Seventh Generation, Inc.
- Type: Subsidiary
- Industry: Natural household products
- Founded: 1988; 38 years ago
- Founders: Jeffrey Hollender Alan Newman
- Headquarters: Burlington, Vermont, U.S.
- Key people: Alison Whritenour, CEO and President Jeffrey Hollender, Co-Founder Alan Newman, Co-Founder
- Products: Laundry Detergent Dish Soap Personal care Baby Diapers Paper Products
- Revenue: $200 million (2015)
- Owner: Unilever (2016−present)
- Number of employees: 170 (2015)
- Website: seventhgeneration.com

= Seventh Generation Inc. =

American eco-friendly household products company

Seventh Generation, Inc. is an American company selling eco-friendly cleaning, paper, and personal care products. Established in 1988, the Burlington, Vermont-based company distributes products to natural food stores, supermarkets, mass merchants, and online retailers. In 2016, Anglo-Dutch consumer goods company Unilever acquired Seventh Generation for an estimated $700 million.

Seventh Generation focuses its marketing and product development on sustainability and the conservation of natural resources. The company uses recycled and post-consumer materials in its packaging, as well as biodegradable, plant-based phosphate-free and chlorine-free ingredients in its products.

The company attributes the name "Seventh Generation" to the "Great Law of the Iroquois". Per the company, the document states, "In our every deliberation, we must consider the impact of our decisions on the next seven generations."

==History==
===1988–1990===

In 1988, Alan Newman acquired Renew America, a mail-order catalog that sells energy-, water- and resource-saving products. After giving the catalog a new look, an enhanced mix of products, and a new name, Seventh Generation, Newman embarked on a campaign to raise funding for the venture.
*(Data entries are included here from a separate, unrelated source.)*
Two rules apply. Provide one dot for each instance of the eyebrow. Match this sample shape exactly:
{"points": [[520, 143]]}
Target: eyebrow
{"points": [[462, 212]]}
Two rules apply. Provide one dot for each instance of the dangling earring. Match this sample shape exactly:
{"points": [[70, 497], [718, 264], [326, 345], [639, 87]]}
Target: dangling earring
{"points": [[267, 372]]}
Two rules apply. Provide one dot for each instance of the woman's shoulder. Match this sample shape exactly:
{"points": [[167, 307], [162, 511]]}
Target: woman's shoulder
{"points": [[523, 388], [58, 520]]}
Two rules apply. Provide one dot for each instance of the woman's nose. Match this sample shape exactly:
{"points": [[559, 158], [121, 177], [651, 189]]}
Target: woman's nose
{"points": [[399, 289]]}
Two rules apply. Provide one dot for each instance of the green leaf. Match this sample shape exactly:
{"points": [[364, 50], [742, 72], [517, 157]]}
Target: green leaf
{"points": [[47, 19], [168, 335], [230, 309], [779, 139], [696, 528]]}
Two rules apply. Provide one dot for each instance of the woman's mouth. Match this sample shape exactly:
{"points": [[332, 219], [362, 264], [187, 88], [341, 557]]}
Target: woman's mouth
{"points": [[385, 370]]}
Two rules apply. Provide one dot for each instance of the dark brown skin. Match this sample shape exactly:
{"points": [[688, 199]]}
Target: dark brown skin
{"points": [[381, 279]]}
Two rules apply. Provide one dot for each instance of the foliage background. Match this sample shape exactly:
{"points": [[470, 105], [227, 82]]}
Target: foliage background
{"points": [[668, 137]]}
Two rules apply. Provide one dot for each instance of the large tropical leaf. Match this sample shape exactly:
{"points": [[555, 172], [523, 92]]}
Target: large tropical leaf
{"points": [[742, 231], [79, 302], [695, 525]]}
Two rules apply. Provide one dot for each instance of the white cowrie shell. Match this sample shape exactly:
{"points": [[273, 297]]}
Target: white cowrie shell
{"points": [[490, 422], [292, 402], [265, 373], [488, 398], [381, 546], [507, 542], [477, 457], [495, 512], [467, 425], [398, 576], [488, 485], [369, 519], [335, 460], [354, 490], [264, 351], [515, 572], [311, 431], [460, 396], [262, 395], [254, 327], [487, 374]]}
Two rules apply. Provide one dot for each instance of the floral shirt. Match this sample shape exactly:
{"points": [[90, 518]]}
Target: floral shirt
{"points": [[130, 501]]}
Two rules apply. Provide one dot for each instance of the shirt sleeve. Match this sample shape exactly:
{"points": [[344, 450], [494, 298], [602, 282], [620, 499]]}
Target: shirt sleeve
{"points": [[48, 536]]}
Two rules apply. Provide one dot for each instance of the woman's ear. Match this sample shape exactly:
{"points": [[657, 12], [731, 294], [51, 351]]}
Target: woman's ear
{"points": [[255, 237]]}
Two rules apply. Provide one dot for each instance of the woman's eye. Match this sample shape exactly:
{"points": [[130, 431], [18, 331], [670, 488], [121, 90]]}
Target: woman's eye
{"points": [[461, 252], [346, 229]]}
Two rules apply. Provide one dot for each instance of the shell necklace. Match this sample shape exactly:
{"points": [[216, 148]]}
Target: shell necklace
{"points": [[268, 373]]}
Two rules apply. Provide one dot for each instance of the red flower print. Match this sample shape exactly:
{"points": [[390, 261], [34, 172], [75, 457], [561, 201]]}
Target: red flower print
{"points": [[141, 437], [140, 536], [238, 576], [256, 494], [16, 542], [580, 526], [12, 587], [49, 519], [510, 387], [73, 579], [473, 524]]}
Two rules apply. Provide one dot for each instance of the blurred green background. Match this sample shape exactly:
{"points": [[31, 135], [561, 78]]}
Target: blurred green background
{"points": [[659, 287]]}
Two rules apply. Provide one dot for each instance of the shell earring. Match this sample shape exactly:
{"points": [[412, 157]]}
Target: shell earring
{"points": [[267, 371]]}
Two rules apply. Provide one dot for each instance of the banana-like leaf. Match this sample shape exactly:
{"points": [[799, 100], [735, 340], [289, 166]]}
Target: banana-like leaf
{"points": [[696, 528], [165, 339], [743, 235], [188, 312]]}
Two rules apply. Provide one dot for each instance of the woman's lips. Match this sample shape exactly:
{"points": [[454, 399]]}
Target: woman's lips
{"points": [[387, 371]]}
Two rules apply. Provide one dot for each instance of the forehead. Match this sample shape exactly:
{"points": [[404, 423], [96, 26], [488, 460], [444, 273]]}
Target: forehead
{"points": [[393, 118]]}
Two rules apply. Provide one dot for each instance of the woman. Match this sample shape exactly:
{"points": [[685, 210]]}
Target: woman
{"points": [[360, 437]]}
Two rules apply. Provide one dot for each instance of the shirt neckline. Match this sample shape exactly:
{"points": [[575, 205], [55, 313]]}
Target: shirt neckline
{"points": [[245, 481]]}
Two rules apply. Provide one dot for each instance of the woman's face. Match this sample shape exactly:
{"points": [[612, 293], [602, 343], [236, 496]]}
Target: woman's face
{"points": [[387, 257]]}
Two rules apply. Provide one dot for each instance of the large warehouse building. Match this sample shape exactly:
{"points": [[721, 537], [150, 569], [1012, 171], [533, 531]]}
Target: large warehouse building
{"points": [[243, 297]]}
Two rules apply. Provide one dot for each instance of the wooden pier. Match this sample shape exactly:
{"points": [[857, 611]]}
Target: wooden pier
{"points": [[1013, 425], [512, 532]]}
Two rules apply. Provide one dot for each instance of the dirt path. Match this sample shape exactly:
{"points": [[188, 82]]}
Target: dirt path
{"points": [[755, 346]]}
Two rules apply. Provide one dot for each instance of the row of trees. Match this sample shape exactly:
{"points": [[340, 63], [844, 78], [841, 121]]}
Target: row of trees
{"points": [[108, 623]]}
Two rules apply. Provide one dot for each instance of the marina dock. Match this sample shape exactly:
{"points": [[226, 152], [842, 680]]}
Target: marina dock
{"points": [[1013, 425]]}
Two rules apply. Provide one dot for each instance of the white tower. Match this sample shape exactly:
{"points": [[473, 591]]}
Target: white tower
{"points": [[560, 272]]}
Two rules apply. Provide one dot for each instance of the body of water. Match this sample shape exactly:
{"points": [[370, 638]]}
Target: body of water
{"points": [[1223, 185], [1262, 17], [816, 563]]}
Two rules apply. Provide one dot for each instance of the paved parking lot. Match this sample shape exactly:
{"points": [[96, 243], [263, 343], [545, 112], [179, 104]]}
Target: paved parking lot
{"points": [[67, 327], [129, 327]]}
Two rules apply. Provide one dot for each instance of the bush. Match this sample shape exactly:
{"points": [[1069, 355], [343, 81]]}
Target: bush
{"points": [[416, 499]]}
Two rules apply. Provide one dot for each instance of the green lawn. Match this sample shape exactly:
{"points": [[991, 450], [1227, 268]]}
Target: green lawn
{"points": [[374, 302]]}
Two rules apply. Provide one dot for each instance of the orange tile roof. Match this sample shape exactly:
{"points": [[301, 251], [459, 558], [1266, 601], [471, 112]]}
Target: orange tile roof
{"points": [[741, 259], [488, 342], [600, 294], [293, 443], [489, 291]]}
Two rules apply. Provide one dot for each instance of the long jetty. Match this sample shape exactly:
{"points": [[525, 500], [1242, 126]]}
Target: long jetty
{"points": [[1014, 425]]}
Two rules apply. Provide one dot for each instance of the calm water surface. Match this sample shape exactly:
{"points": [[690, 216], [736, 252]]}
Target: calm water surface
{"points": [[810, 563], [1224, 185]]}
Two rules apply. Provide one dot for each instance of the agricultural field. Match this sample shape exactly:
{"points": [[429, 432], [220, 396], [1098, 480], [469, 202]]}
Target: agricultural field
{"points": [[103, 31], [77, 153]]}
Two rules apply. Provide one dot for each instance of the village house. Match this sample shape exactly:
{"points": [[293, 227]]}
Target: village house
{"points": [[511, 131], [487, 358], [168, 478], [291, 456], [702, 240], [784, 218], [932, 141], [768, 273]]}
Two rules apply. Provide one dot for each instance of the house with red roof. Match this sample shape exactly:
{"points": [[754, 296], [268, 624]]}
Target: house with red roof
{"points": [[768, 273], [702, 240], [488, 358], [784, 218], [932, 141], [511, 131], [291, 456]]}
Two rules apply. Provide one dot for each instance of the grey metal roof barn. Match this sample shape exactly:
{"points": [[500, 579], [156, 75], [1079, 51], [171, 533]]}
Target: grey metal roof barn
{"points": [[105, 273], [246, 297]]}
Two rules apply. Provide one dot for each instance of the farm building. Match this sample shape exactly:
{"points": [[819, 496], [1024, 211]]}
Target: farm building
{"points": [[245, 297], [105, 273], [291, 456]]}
The next year, entrepreneur and author of How to Make the World a Better Place, Jeffrey Hollender, joined Newman and helped secure much-needed capital, and a mention in the New York Times increased orders seven-fold within a year.

===1991–2000===
Newman left Seventh Generation in 1992 to start Magic Hat Brewing Company. Seventh Generation went public the next year on 8 November, raising $7 million.

In 1994, Seventh Generation entered the mass retail market with three products: dishwasher detergent, non-chlorine bleach, and liquid laundry detergent. And in 1995, the company's mail-order catalog business sold to Gaiam, Inc. and Seventh Generation began focusing solely on its wholesale products business.

===2001–2021===

Hollender stepped aside as CEO in 2009, and former PepsiCo division president Chuck Maniscalco joined the company and took over the role. John Replogle took over as president and CEO in February 2011. Joey Bergstein was named CEO in 2017 after Replogle became chairman of the Seventh Generation Social Mission Board.

In September 2016, Unilever Plc. purchased Seventh Generation for an estimated $700 million. In July 2021, Alison Whritenour became Seventh Generation's first female CEO.

===2022–2026===
Seventh Generation was questioned for its funding of a curriculum by four groups recognized as Abenaki tribes by Vermont. They did not respond to inquiries by Vermont Public or the Odanak and Wôlinak First Nations.

==Awards==

Seventh Generation has received multiple awards.

- 2004 Corporate Stewardship Award for Small Business from the United States Chamber of Commerce Center for Corporate Citizenship. Award recipients were selected based on "a demonstration of ethical leadership and corporate stewardship, making a difference in their communities, and contributions to the advancement of important economic and social goals."
- Fastest Growing Company in Vermont - 5x5x5 Award from Vermont Business Magazine and KeyBank for "achievements in keeping true to its mission to create healthy products that preserve the environment, every year since 2004."
- Ceres-ACCA North American Awards for Sustainability Reporting - Best Small or Medium Enterprise Corporate Responsibility Report, April 2006 - the international competition was sponsored by Ceres (organization), a national network of investment funds, environmental organizations and other public interest groups working to advance environmental stewardship on the part of businesses, in partnership with the Association of Chartered Certified Accountants, and CoVeris, an independent corporate verification firm. Ceres called Seventh Generation's report "a pioneering effort in transparency for a privately owned company."
- In 2007, Seventh Generation was named the second fastest growing company in Vermont over the past ten years.
- Fast Company Social Capitalist Award 2007 – Fast Company magazine and Monitor Group.
- The Microsoft Excellence in Environmental Sustainability Award 2008 - Seventh Generation was recognized as a customer who is "using their business management system in an innovative way to track their initiatives around becoming more environmentally sustainable."
- In 2009, the IT department at Seventh Generation was named number eight in Computerworld's "Top Green-IT Organizations."
- In 2018, Seventh Generation was recognized as one of "the 50 most sustainable companies in the world" at the SEAL Business Sustainability Awards.